The schedule will be updated with speakers and titles/topics when those are confirmed. All times in the schedule are in US Eastern Time (UTC-5).


Monday January 30 8.00am-9.00am Breakfast available for in-person participants [Flatiron Institute, 2nd floor]
9.00am - 9.15am Welcome and introduction to the workshop
9.15am - 10.00am Review talk: Has deep learning solved classification in astronomy? by Marc Huertas-Company (Instituto de Astrofisica de Canarias / Observatoire de Paris)
10.00am - 10.30am Moderated open discussion led by Francisco Villaescusa Navarro (Flatiron Institute), and decide topic for afternoon workshop/discussion
10.30am - 11.00am Coffee break
11.00am - 11.15am Lightning & Thunder talks
11.15am - 12.00pm Short talks chaired by Mike Blanton: Merger identification through photometric bands, colours, and their errors by Luis Suelves (Narodowe Centrum Badan Jadrowych Poland) (remote), CANDELS Merger Identification with IllustrisTNG50 Using a Convolutional Neural Network by Aimee Schechter (University of Colorado Boulder), and Source classification in large photometric surveys by Sotiria Fotopoulou (University of Bristol) (remote)
12.00pm - 1.15pm Lunch break and in-person participants walk over to Math for America
1.15pm - 3.45pm Parallel sessions; Tutorial: Robust Uncertainty Estimation in Machine Learning by Aritra Ghosh (Yale University) [MfA, 17th floor Alpha/Beta room]
1.15pm - 3.45pm Parallel sessions; Workshop/Discussion, topic determined in the morning discussion [MfA, 14th floor Chi/Psi room]
2.30pm - 3.00pm Coffee break [MfA, 17th floor]
3.45pm - 4.00pm End of hybrid program; in-person participants walk back to Flatiron Institute
4.00pm - 6.00pm Reception [Flatiron Institute, 2nd floor]
Tuesday January 31 8.00am-9.00am Breakfast available for in-person participants [Flatiron Institute, 2nd floor]

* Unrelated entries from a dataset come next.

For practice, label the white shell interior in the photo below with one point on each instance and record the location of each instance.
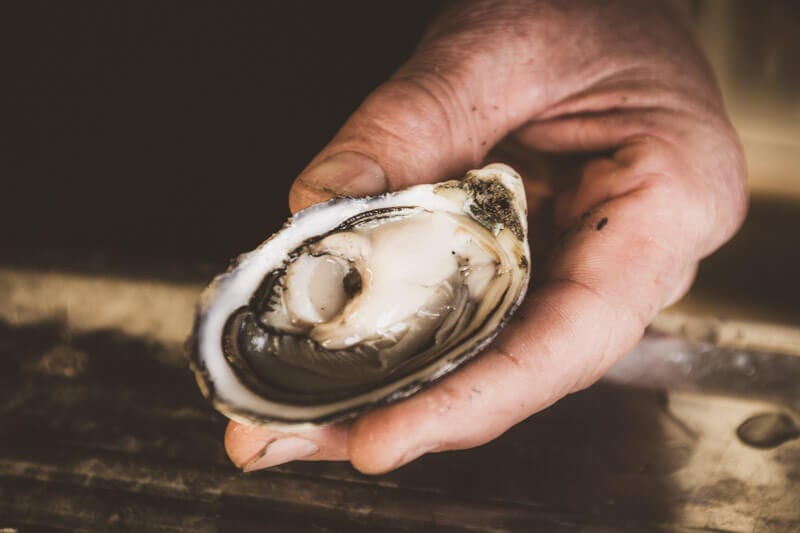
(233, 289)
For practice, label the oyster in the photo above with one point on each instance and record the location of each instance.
(358, 302)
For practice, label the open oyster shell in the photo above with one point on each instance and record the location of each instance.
(359, 302)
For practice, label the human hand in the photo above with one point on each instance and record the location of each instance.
(623, 89)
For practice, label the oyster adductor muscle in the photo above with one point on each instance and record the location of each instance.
(358, 302)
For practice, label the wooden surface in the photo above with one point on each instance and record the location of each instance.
(103, 428)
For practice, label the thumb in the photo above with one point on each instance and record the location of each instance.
(436, 117)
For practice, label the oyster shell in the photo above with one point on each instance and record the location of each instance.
(358, 302)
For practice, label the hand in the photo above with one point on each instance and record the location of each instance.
(622, 87)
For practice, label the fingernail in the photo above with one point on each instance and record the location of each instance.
(281, 451)
(347, 174)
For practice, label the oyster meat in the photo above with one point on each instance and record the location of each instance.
(358, 302)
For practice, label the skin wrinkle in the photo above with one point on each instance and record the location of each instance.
(623, 84)
(477, 153)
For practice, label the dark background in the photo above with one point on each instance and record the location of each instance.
(174, 129)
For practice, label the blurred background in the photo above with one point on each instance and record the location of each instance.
(144, 144)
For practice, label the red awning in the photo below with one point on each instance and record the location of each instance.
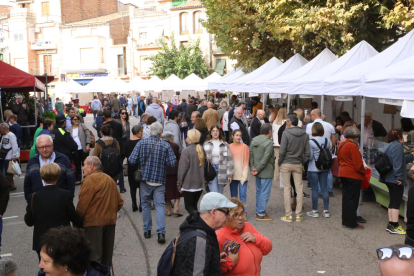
(15, 80)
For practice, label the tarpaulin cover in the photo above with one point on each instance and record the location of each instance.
(16, 80)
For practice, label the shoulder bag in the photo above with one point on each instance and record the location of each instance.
(138, 172)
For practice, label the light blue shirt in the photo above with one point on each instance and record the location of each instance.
(50, 160)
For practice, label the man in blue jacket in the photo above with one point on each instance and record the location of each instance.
(32, 179)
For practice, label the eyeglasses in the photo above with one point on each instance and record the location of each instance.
(226, 212)
(403, 253)
(242, 215)
(44, 147)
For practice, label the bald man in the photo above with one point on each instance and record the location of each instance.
(210, 116)
(395, 266)
(257, 123)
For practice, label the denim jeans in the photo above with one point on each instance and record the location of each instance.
(213, 185)
(321, 179)
(330, 183)
(156, 193)
(235, 186)
(263, 187)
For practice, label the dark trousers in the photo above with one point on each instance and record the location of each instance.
(350, 199)
(79, 157)
(191, 200)
(102, 242)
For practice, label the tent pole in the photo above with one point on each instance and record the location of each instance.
(322, 103)
(361, 142)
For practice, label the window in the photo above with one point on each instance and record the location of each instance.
(184, 23)
(45, 9)
(86, 55)
(197, 24)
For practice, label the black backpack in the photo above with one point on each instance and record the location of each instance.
(325, 160)
(382, 163)
(110, 158)
(166, 263)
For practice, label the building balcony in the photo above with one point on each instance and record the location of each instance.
(43, 45)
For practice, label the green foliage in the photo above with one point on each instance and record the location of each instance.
(253, 31)
(180, 61)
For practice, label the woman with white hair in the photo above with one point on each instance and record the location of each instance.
(171, 189)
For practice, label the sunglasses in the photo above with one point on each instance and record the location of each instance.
(227, 212)
(403, 253)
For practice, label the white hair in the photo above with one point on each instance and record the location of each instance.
(44, 135)
(155, 129)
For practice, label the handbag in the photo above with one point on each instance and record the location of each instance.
(137, 173)
(93, 140)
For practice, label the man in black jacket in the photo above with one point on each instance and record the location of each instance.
(198, 255)
(62, 140)
(257, 123)
(50, 207)
(4, 200)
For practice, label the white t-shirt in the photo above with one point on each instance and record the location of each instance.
(75, 135)
(329, 130)
(215, 155)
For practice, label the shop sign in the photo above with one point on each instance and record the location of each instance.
(344, 99)
(391, 102)
(275, 96)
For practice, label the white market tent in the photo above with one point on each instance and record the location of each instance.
(73, 87)
(350, 82)
(289, 66)
(312, 84)
(393, 82)
(191, 82)
(223, 82)
(137, 84)
(283, 84)
(239, 84)
(99, 85)
(172, 83)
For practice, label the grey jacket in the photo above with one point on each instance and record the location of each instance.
(84, 135)
(262, 156)
(294, 148)
(190, 173)
(395, 152)
(173, 127)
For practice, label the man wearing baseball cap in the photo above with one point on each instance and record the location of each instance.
(199, 254)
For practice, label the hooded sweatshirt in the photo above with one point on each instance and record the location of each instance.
(294, 148)
(196, 255)
(262, 156)
(156, 111)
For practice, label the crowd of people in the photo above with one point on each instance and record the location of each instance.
(181, 150)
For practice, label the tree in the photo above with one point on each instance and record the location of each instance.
(180, 61)
(253, 31)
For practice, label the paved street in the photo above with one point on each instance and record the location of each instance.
(312, 247)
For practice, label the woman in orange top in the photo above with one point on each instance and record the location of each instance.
(253, 245)
(351, 174)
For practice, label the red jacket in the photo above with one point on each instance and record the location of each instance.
(250, 254)
(350, 161)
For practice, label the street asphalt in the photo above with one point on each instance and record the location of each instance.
(315, 246)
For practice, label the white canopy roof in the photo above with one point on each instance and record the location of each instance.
(312, 84)
(73, 87)
(283, 84)
(101, 84)
(393, 82)
(191, 82)
(224, 81)
(137, 84)
(172, 83)
(239, 84)
(289, 66)
(350, 82)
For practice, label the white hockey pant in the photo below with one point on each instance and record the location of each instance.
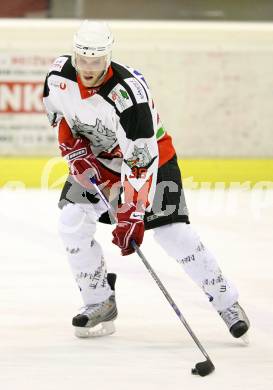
(77, 227)
(182, 243)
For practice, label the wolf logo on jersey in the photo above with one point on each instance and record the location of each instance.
(98, 134)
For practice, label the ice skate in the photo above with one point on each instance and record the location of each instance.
(96, 320)
(237, 321)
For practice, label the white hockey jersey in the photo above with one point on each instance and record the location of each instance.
(119, 119)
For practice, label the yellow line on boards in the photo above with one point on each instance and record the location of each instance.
(46, 172)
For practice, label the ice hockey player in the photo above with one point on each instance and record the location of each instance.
(108, 128)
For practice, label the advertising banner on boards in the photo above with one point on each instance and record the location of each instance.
(24, 128)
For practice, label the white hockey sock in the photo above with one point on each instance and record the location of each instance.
(77, 227)
(181, 242)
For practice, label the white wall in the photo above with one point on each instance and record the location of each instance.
(212, 82)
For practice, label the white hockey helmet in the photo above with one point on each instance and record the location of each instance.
(93, 39)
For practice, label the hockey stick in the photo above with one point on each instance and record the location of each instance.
(202, 368)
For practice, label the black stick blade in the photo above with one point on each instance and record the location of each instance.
(203, 368)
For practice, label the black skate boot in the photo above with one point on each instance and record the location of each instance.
(97, 319)
(236, 320)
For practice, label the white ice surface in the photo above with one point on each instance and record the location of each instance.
(151, 349)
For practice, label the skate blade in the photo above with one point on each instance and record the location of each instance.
(102, 329)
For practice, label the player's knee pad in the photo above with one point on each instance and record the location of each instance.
(179, 240)
(77, 222)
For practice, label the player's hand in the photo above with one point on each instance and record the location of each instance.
(130, 226)
(82, 162)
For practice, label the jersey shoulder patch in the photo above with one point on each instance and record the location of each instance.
(137, 89)
(58, 64)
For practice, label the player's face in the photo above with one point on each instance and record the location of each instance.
(90, 69)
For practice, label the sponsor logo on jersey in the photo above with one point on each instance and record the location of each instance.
(120, 97)
(58, 64)
(78, 153)
(139, 162)
(99, 135)
(22, 97)
(57, 84)
(137, 89)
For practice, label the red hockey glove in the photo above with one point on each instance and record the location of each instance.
(130, 226)
(82, 162)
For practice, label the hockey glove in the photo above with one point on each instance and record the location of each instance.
(130, 226)
(82, 162)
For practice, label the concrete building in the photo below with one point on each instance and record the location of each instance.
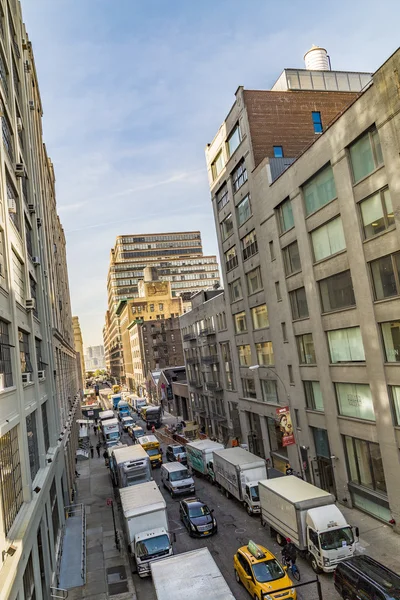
(314, 299)
(78, 345)
(150, 330)
(178, 258)
(38, 370)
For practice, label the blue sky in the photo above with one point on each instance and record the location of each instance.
(134, 89)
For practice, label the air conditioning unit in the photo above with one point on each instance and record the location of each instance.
(26, 378)
(12, 205)
(19, 170)
(30, 303)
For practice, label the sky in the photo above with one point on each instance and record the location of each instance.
(133, 90)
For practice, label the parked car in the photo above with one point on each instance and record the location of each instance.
(257, 569)
(197, 517)
(175, 452)
(363, 577)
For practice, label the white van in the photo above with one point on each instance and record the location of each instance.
(176, 478)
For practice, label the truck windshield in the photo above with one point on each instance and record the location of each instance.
(179, 475)
(268, 570)
(157, 546)
(336, 538)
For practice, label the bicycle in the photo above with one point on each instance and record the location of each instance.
(292, 567)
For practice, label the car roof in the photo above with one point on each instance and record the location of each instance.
(252, 560)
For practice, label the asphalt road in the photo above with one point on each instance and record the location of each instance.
(235, 529)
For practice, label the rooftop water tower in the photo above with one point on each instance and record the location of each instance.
(317, 59)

9.00am - 10.00am Short talks chaired by Francisco Castander Serentill: Testing Sunyaev-Zel’dovich measurements of the hot gas content of dark matter haloes using synthetic skies by Amandine Le Brun (Paris Observatory / PSL University) (remote), Constraining feedback with galaxy/weak lensing correlations with thermal SZ effect using simulations and data by Shivam Pandey (Columbia University), Model-insensitive cosmological parameter estimation from cosmological simulations by Yongseok Jo (Flatiron Institute), and Deep Learning the Circumgalactic Medium (CGM): Take 1 by Naomi Gluck (Yale University) (remote)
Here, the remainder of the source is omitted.